Later, Betty actually speaks with Sally, who seems to have settled on trying to sarcastically goad Betty into getting treatment, accusing her of loving the tragedy of it. It's appropriate, given how sisterly they behave toward each other. Betty doesn’t take the bait though, cutting through Sally’s bullshit and tells her why she won’t get treatment: she doesn’t want to put Sally through it, and she’s decided that it’s time to move on. Sally’s imminent matriarchy is further underscored when Betty makes Sally the executor of her last wishes.

Like Pete and Don, Betty also seems to have come to an epiphany, as indicated in the letter she writes to Sally. While she doesn’t acknowledge what an awful mother she’s been, she does seem to realize that it’s okay for her daughter to have different values than her, telling her, “now I know that’s good. I know your life will be an adventure.” It’s as close as Betty has ever come to praising Sally’s life choices and independent spirit, and it moves Sally to tears. If the last we see of Betty is that shot of her climbing the stairs at college, it'll be a nice note for her to go out on.

Other thoughts:

- No Peggy, Joan, or Roger this week. This might be the first time three principal characters have been entirely absent from an episode.

- I was relieved to see that Don hadn't gone full-on Dick Whitman. His phone conversation with Sally implies that he regularly makes phone calls to her and his boys, and thus he hasn’t outright abandoned his former life. Later, the episode also hints that he’s formally severed ties with McCann, rather than just disappearing. Also note that he uses the past tense to describe his profession when he tells Andy he was in advertising. Perhaps he’s done not just with McCann, but with advertising altogether.
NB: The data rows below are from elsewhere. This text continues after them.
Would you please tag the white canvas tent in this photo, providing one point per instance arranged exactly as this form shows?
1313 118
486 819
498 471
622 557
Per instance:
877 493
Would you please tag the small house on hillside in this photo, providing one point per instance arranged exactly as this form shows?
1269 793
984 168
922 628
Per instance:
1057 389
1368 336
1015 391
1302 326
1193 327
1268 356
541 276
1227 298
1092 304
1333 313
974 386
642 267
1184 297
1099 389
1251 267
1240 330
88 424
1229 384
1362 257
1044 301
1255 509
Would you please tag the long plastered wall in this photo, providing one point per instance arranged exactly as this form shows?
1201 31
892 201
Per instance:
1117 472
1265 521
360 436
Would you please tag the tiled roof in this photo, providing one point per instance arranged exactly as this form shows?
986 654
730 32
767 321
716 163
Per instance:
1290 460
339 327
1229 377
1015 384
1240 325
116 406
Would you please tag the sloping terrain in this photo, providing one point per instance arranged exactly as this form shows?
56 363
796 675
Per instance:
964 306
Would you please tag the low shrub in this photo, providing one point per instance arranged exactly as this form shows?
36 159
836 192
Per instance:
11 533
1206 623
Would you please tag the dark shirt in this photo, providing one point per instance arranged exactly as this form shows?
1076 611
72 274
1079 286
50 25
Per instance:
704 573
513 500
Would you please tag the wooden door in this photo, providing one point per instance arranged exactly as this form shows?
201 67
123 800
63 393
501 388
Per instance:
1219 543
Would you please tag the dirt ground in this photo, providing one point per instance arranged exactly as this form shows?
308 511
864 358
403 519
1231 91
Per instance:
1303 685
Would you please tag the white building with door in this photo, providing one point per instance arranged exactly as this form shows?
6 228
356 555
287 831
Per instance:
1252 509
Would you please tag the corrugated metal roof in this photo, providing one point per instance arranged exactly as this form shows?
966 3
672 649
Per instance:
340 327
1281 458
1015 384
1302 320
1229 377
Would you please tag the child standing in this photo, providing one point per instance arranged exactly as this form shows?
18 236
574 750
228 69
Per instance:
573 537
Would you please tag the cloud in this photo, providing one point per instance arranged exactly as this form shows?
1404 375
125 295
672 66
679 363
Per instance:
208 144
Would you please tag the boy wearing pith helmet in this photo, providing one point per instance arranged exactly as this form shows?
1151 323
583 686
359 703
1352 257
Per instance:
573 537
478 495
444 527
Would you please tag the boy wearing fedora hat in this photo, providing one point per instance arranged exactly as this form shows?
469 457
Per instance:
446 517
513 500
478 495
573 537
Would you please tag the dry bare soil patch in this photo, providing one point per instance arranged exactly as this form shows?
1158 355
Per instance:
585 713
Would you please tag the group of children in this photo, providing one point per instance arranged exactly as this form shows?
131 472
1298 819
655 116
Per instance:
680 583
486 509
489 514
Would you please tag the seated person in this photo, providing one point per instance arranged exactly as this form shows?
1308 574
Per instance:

- It’s somewhat ironic that Don tells Sally she has “no idea about money” when we learn that he left millions of dollars on the table when he left McCann, and where we see him give away his expensive Cadillac to Andy.

- Duck reveals himself to be rather savvy in his job as a headhunter, tricking Pete into meeting with Learjet not only by lying about the nature of the meeting, but also by implying that he’s once again at the end of his rope. He uses his alcoholism to his advantage by letting Pete think the worst of him.

- The college kids who bring Betty to the hospital check her in as Mrs. Robinson. Clever.

- Some nice direction in the scene where Betty sees the specialist. Three shots: one of the X-ray, and two of Betty, one of which features Henry and the doctor out of focus in the background.

- Not quite sure what to make of that moment where Don contemplates the attractive woman in the bathing suit by pool at his hotel. Perhaps he reminds her of the life he’s left behind in New York. Or perhaps it’s just a moment for him to luxuriate in his own fantasies before they are dispelled when her husband and children dash into the frame, another reminder of the path not taken.

- I laughed at Duck looking back and forth in Pete’s hotel hallway, unsure of which direction he came from. A fitting final moment for a character who only barely keeps it together.

- In telling his brother that his wife knows about his brother’s affairs but only pretends not to, Pete recalls Trudy’s earlier revelation that she had always known about Pete’s affairs as well, but put up with them.

- Well, this is it, folks. Only one more episode left, and then my favorite drama of this new golden age is over. It's been a great ride, and I look forward to seeing how it will end.